A lot has changed since Mike Huckabee last ran for President eight years ago, and so has the Republican Party. Huckabee has adapted along with the GOP from the compassionate conservatism of the Bush era to the fits and spasms of anti-Obamaism that has taken the place of explicit policy positions. If Huckabee stands a chance to win Iowa as he did in 2008, he will have to synthesize an argument that has room for government control on social issues and a libertarian outlook on others. This new conservatism à la carte is a two-step most GOP hopefuls will be forced into, but Huckabee will have the added task of having to debate his former self.

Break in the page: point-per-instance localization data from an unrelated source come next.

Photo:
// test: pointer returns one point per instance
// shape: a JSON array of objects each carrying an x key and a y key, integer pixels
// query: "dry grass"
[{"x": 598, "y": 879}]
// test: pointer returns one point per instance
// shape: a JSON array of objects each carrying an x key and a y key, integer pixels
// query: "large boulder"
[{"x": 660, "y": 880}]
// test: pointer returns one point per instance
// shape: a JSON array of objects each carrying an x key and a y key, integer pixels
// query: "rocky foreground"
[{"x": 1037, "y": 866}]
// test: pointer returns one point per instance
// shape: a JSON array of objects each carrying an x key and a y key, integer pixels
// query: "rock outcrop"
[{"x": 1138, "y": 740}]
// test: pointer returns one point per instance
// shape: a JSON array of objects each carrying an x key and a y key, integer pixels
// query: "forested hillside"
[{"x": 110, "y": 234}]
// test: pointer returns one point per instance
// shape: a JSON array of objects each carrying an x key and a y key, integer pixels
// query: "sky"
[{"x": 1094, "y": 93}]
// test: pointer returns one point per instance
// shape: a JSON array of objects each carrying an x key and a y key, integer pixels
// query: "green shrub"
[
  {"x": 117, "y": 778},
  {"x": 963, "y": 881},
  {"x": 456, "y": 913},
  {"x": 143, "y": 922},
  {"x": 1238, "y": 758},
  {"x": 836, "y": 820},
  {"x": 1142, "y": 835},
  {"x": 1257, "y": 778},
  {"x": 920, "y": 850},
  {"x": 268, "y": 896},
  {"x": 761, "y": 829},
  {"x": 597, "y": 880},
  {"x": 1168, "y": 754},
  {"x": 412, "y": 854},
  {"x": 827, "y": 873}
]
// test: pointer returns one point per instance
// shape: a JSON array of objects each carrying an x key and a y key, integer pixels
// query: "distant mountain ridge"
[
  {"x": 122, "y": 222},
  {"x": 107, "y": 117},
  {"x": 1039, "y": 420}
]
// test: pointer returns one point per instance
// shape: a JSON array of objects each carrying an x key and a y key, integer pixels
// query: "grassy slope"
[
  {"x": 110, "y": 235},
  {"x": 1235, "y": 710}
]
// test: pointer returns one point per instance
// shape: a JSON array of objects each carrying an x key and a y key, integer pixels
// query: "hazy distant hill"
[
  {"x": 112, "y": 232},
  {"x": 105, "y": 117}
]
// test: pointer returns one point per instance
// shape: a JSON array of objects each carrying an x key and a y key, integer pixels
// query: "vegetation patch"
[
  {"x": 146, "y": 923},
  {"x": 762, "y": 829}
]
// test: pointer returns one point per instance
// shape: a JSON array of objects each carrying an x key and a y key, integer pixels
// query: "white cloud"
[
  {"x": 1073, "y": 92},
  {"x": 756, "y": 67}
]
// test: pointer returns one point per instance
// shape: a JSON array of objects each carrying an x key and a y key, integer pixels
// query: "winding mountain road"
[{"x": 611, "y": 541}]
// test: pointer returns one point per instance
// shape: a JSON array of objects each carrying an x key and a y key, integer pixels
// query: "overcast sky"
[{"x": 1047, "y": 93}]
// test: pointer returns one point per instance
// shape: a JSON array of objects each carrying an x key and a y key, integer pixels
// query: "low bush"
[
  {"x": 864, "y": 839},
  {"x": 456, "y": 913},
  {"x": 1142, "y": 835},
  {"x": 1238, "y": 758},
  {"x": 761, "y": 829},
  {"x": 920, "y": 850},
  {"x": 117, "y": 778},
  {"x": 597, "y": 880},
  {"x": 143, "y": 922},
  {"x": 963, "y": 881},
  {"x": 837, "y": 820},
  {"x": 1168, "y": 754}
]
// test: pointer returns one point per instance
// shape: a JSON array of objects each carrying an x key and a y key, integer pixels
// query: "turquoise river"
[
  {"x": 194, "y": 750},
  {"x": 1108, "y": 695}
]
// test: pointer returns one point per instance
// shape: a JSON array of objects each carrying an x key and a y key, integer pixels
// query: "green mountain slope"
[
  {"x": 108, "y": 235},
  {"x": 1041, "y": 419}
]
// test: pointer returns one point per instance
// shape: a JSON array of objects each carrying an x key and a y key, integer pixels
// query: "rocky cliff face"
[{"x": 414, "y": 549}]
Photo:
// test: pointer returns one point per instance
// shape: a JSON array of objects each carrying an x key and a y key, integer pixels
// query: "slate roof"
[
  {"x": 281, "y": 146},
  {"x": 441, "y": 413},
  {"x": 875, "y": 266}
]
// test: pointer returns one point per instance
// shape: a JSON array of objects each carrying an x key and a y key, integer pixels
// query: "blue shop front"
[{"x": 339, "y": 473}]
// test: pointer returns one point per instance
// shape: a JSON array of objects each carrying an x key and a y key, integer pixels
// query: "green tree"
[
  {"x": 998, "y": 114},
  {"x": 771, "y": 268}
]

In 2005, Huckabee wrote a book about controlling one’s lifestyle through a “12 stop” program to end unhealthy habits. In 2014, he wrote a book glorifying southern culture and excess, which looks more like a list of things most likely to kill you south of the Mason-Dixon line, “God, Guns, Grits, and Gravy.” The former has the ring of Michelle Obama’s health initiatives and the latter could have been carved into Strom Thurmond’s gravestone. However, there’s little evidence that the GOP donor class will have any stomach for a born and raised southerner. The only thing preventing the GOP from becoming the old Democratic Party of the south is a money trail that flows from the economic centers of the north. And Mike Huckabee on a whistle stop tour of western Iowa giving modern Cross of Gold speeches will attract only their derision. But in a Super PAC era not available in 2008, Huckabee only needs one mega-donor to prop up his campaign between Iowa and Super Tuesday, when the south will vote in force.
Huckabee’s main competition in Iowa will of course be Rick Santorum, who picked up most of Huckabee’s voters in 2012. Santorum’s support of raising the minimum wage will be a thorn in the side of all his fellow candidates, but no one more than Huckabee. Huck’s campaign will require a grassroots “for the little guy” feel, but it seems unlikely that he will embrace the level of Bryanism Santorum appears ready to champion. Once you add Walker, Perry, and Paul to the field, the only distinguishing characteristic of Huckabee is that he alone represents the Deep South, a fact which is nearly good enough to lose the nomination by itself. The GOP has never nominated a born and raised southerner, and many in the party believe it would lead to a rout in November.